XPDF Library

This is a library I extracted from xpdf sources. The version used was 4.03. It doesn't contain xpdf itself, but just a makefile which you can use to create a binary tar file. Usage: Running 'make test' will build pdftopng from xpdf sources with the new library.

When linking with the library, you need to provide some extra libs used by XPDF.
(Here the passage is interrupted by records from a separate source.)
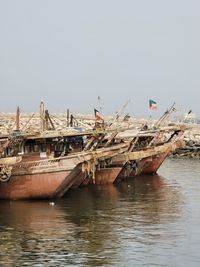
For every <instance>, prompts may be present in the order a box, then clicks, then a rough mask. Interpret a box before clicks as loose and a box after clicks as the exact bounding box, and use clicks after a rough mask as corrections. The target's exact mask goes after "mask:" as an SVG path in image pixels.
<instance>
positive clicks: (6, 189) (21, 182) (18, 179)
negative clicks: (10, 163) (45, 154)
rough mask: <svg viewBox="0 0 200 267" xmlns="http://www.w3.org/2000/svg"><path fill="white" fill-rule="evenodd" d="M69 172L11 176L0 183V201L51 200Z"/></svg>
mask: <svg viewBox="0 0 200 267" xmlns="http://www.w3.org/2000/svg"><path fill="white" fill-rule="evenodd" d="M69 173H70V171H60V172H51V173H39V174H31V175H16V176H12V177H11V179H10V180H9V181H8V182H4V183H0V198H1V199H36V198H38V199H41V198H51V197H52V196H53V195H54V192H55V189H57V188H58V187H59V186H60V185H61V184H62V182H63V181H64V180H65V178H66V177H67V176H68V175H69Z"/></svg>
I could make this into a single-file project if I really wanted to. That would be fun. libpoppler does the same thing as this one, but it sucks much more. Specifically, it hides the whole xpdf part from the user and brings in GLIB/CAIRO/QT5. This causes unnecessary dependencies along with missing functionality.

An Example Project

This is a tool to extract table of contents from a PDF file. You can download the package here. Here, I'm going to present only the parts that are likely to be common to all programs using the library.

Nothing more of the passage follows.